Schematic diagram of the classification model applied in this study. (a) Process of the two-step BMD prediction. (b) Architecture of the entire model construction process. BMD bone mineral density. This image was created by the authors using Microsoft PowerPoint (version 2302; https://www.microsoft.com/powerpoint).

Second stage: construction of the classification model

This stage was conducted exclusively on the test dataset. Following the detection–prediction model pipeline, the BMD values for each vertebra were predicted. The overall predicted BMD value was calculated by averaging the BMD values across the L1–L4 lumbar segments, using a weighted averaging method that was inversely proportional to the area of the detection box. Finally, the predicted BMD Z-score for each image was determined based on the total predicted BMD value with reference to the age-specific mean and standard deviation BMD values for Korean children and adolescents (Figure 4(b))37.

Evaluation of model performance

The evaluation of all performance measures was conducted solely on the test datasets. To evaluate the performance of the vertebral body detection model in the first stage, we initially utilized the intersection over union (IoU), setting a threshold of 0.5 to distinguish between the correct and incorrect bounding boxes. In addition, two extra metrics, the average precision (AP) and the AP across different IoU thresholds ranging from 0.5 to 0.95 (AP [50:95]), were employed to comprehensively assess the detection performance. For the performance measurement of the BMD prediction model in the second stage, Pearson’s correlation analysis was applied to analyze the association between the estimated and measured BMD values, whereas the Bland–Altman plot and two-way random-effects intraclass correlation coefficient (ICC) were applied to assess the agreement between them. The scale of Pearson’s correlation coefficient and ICC were assessed based on previous guidelines38,39. Additionally, the robustness and generalizability of the first stage model was evaluated using 5-fold cross-validation.
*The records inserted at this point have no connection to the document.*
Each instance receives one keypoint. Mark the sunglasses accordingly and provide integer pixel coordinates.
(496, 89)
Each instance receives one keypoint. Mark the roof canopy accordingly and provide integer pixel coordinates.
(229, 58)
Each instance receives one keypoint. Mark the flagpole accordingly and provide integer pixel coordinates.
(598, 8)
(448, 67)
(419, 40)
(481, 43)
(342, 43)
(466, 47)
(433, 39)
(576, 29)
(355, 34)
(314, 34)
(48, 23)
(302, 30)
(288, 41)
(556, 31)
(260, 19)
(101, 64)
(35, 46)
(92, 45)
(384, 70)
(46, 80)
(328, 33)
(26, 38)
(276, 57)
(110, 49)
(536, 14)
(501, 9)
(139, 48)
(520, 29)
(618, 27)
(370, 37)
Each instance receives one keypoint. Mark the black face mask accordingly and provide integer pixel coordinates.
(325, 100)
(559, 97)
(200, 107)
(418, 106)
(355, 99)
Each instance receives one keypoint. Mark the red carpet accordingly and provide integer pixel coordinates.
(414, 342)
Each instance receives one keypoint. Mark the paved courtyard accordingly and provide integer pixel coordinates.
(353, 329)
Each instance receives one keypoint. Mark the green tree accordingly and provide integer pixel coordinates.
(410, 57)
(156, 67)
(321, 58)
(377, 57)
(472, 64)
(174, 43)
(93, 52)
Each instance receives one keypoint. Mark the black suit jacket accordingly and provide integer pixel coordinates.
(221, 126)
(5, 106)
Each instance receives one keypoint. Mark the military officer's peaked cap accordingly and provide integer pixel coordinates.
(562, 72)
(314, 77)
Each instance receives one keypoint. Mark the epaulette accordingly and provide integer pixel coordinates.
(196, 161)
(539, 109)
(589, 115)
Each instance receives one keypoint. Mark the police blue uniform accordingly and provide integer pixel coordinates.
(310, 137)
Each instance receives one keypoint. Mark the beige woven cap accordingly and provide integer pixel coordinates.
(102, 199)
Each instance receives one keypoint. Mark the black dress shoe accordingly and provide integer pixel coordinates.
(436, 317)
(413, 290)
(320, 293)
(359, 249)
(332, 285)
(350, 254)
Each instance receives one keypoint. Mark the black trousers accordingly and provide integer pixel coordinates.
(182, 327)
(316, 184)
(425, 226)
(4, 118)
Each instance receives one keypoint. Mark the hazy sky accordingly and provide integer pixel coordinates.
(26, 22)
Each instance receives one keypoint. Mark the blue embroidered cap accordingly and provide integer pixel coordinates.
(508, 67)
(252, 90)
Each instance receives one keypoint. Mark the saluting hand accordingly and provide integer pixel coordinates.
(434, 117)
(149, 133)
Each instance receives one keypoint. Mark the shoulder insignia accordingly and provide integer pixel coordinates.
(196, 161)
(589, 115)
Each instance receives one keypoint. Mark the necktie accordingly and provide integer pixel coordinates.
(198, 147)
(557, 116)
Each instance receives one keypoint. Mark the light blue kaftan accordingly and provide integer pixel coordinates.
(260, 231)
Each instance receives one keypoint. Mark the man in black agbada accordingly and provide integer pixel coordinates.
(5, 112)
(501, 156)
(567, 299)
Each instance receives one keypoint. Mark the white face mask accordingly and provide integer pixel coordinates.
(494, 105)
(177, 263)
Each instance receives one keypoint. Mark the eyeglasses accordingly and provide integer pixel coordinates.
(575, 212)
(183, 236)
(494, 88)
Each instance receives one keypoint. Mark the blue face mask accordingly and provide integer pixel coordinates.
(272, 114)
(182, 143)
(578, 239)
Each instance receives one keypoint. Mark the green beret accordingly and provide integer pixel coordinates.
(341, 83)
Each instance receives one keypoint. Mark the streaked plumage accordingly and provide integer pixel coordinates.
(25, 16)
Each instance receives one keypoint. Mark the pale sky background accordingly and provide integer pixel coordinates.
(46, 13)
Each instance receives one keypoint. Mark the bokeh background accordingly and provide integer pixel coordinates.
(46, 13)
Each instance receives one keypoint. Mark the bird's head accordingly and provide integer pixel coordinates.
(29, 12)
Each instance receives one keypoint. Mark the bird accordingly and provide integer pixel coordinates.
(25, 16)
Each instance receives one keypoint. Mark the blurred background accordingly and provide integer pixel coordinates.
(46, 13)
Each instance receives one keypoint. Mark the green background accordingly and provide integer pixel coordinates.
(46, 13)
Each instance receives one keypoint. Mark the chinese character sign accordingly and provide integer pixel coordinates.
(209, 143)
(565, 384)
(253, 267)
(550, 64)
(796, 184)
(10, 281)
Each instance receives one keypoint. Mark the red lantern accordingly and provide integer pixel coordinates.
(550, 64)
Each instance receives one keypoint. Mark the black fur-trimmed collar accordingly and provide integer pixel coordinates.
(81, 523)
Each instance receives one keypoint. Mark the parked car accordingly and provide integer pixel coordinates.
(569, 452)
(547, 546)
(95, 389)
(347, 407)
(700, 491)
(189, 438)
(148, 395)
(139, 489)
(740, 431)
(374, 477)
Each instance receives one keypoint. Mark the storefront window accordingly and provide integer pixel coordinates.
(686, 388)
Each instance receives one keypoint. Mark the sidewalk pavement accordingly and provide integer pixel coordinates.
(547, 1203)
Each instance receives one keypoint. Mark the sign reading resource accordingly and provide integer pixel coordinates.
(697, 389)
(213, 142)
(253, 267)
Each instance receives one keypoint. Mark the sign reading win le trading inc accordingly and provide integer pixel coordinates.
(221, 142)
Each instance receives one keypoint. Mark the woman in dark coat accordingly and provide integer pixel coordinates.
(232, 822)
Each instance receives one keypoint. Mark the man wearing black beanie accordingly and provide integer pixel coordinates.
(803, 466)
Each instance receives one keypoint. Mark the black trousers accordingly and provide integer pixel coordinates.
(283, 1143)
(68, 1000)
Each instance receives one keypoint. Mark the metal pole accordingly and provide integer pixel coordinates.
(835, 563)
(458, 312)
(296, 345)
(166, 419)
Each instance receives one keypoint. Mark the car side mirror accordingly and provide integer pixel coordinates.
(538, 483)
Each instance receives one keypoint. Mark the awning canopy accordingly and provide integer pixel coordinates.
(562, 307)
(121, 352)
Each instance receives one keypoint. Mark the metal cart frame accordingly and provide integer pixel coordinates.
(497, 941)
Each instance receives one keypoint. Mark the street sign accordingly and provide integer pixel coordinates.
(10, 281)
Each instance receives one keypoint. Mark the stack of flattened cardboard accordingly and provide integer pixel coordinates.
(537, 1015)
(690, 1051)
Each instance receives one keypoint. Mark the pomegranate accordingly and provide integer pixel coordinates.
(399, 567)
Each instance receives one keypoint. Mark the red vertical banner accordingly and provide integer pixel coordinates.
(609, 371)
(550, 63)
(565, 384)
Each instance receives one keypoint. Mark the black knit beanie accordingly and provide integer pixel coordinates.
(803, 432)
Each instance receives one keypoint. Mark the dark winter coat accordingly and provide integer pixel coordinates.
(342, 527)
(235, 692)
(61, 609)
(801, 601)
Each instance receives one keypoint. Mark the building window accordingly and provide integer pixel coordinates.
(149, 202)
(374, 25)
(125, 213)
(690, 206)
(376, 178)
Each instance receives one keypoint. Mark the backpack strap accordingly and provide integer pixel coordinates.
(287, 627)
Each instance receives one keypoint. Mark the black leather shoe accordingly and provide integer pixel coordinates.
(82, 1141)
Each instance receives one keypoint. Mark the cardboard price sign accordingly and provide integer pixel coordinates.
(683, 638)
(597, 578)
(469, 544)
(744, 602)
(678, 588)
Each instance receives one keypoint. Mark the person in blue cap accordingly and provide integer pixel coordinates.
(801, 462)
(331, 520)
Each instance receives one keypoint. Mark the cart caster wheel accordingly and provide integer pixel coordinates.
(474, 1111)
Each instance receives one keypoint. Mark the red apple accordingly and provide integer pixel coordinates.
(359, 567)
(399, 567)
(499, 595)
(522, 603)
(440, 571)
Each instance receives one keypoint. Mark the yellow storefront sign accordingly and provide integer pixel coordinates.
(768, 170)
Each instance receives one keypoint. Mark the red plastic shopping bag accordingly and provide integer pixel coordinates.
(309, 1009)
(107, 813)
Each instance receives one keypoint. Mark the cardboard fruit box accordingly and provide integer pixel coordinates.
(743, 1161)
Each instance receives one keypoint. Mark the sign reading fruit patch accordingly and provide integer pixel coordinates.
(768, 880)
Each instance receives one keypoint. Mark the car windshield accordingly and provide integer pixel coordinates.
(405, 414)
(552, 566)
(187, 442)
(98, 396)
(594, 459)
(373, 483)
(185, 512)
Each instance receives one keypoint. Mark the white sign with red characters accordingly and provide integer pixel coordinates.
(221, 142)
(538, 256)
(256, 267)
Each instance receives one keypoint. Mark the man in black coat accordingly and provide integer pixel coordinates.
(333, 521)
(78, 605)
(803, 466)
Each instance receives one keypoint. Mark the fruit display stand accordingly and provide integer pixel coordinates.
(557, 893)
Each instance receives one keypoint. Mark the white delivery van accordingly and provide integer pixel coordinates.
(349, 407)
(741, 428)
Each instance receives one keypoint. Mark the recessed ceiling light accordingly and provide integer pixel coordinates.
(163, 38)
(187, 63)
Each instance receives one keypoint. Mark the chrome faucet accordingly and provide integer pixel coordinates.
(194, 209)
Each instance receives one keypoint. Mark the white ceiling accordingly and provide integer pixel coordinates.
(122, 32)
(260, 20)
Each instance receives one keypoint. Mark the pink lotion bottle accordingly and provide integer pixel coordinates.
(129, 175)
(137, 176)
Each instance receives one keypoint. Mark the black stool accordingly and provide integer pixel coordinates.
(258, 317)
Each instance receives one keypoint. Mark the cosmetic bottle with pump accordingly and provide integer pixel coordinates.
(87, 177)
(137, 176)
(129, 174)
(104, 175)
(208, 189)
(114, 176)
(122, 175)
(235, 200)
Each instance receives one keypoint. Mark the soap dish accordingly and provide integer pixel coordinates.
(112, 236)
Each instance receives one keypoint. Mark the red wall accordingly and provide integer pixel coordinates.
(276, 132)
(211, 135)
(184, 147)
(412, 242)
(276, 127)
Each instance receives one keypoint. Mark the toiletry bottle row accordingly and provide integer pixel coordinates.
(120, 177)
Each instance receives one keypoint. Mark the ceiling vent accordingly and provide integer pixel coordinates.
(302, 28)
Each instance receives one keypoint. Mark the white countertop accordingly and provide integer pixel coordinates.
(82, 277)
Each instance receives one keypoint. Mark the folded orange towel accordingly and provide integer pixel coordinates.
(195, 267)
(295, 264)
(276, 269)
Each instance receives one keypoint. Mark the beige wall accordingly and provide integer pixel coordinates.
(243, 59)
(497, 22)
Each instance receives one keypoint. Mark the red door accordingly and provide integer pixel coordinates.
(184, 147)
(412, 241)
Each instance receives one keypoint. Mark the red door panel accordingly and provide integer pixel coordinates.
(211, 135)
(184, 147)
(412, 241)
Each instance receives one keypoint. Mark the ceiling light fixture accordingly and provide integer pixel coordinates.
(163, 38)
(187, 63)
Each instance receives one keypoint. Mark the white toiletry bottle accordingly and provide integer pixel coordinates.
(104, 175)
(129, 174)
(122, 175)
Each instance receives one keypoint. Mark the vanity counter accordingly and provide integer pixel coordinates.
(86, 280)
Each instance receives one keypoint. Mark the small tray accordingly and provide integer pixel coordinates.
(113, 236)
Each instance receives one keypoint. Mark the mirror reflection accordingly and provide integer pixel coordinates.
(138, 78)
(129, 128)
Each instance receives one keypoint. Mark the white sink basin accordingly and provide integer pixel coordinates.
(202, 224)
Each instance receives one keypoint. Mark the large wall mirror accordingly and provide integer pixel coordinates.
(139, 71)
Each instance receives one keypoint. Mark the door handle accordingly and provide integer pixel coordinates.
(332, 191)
To construct the classification model in the second stage, the overall discriminative abilities for identifying the low bone density group were evaluated using the area under the receiver operating characteristics (AUROC) and area under the precision recall curve (AUPRC). Other parameters, including sensitivity, specificity, positive predictive value (PPV), and negative predictive value (NPV), were also used. All analyses were performed using RStudio software (version 4.1.3; Posit PBC, Boston, MA, USA). Statistical significance was set at p < 0.05.